# Super stoked!



## Little-Bits-N-Pieces (Apr 7, 2013)

^^There's a word for you that is rarely used 

But anyway, yes, I am super stoked to be buying an A.I. Tank next year, most likely in the early summer after all the kids are sold. 
I'll be buying the tank, the kit, the works! 
I'll FINALLY be able to use and have my own tank! 

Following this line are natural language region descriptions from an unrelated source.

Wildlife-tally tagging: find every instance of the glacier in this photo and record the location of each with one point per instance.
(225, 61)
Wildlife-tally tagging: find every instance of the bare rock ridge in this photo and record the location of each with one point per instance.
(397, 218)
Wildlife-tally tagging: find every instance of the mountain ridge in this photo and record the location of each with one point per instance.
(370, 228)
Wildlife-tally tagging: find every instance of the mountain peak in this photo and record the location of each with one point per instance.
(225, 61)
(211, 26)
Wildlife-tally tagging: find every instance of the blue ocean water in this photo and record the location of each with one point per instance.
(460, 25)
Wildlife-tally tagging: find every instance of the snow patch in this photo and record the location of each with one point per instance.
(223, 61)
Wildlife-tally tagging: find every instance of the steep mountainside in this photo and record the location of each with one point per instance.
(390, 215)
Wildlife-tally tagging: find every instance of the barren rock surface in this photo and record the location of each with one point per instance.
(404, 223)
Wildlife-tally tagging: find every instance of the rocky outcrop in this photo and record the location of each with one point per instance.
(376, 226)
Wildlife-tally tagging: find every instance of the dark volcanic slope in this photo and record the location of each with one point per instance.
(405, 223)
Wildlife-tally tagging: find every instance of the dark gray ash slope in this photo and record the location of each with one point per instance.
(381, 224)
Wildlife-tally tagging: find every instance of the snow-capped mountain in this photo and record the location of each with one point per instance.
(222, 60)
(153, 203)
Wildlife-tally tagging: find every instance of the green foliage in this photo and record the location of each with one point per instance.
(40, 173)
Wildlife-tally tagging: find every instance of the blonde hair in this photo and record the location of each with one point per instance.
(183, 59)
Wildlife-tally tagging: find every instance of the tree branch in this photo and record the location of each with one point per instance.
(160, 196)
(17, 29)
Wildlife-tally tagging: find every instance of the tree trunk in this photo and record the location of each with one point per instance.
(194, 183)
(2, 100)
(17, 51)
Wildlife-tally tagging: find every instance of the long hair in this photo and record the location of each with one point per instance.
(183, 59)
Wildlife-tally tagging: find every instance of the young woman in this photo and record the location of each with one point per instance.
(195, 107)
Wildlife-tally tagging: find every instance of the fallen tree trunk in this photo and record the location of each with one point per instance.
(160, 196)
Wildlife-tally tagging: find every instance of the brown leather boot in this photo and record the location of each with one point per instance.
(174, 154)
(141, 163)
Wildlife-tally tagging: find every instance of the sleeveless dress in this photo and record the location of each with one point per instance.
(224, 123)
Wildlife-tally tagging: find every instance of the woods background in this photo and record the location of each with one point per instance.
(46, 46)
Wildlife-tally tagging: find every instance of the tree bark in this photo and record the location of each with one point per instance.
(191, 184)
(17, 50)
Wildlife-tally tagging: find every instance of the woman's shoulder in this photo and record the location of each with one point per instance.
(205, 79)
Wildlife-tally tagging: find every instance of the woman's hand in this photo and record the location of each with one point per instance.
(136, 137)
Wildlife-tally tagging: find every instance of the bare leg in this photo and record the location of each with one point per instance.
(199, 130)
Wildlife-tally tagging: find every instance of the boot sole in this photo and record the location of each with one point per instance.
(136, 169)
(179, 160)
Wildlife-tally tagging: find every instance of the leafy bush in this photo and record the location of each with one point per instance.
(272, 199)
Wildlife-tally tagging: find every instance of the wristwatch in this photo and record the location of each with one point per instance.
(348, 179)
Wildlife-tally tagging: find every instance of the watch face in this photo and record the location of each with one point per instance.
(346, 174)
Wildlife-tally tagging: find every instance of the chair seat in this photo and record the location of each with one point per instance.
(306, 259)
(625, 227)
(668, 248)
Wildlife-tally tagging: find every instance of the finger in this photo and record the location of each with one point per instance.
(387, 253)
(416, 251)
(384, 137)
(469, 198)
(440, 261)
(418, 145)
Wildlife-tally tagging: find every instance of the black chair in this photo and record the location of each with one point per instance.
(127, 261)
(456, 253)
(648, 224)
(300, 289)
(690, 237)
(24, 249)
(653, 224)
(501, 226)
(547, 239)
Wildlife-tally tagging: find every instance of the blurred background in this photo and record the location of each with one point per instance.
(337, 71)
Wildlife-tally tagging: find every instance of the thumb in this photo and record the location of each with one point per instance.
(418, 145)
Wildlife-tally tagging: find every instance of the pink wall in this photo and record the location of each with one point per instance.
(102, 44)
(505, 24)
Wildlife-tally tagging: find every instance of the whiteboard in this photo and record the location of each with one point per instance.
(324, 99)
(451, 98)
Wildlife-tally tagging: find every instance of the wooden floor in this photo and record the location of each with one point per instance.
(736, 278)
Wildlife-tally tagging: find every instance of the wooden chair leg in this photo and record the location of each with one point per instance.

I'll be extensively A.I.-ing my does, both alpines and boers! I'm only going to be using ennobled bucks and finshed champions. I want to out cross more, play with other genetics, provide more varity of kids, and be thrilled to have all those oppertunities!
Plus I'll be able to collect my bucks, so I can use them after they are long gone. 
Once again, I will have all the marbles! :laugh:


----------



## TrinityRanch (Mar 26, 2013)

That sounds fun! Like shopping out of a catalog


----------



## Little-Bits-N-Pieces (Apr 7, 2013)

I know right! Just kinda look through the list, find one that jumps out and grabs you, order a few straw, A.I, and sit back and wait for some super nice kids


----------



## Little-Bits-N-Pieces (Apr 7, 2013)

This is the one I'm getting
http://www.ctcryogenics.com/CT35.php


----------



## toth boer goats (Jul 20, 2008)

How exciting


----------



## caprine crazy (Jun 12, 2012)

Congrats! Some good herds to get semen from for Boers is EGGS and Able Acres. Those are just my personal favorite herds. Most of their bucks are Ennobled and are of excellent quality.


----------



## ptgoats45 (Nov 28, 2011)

BioGenics LTD has a pretty good list of Boers and Alpines. I've gotten most of my semen from them, they are super helpful and provide a quality product. It really is amazing the difference in quality you can get with using AI.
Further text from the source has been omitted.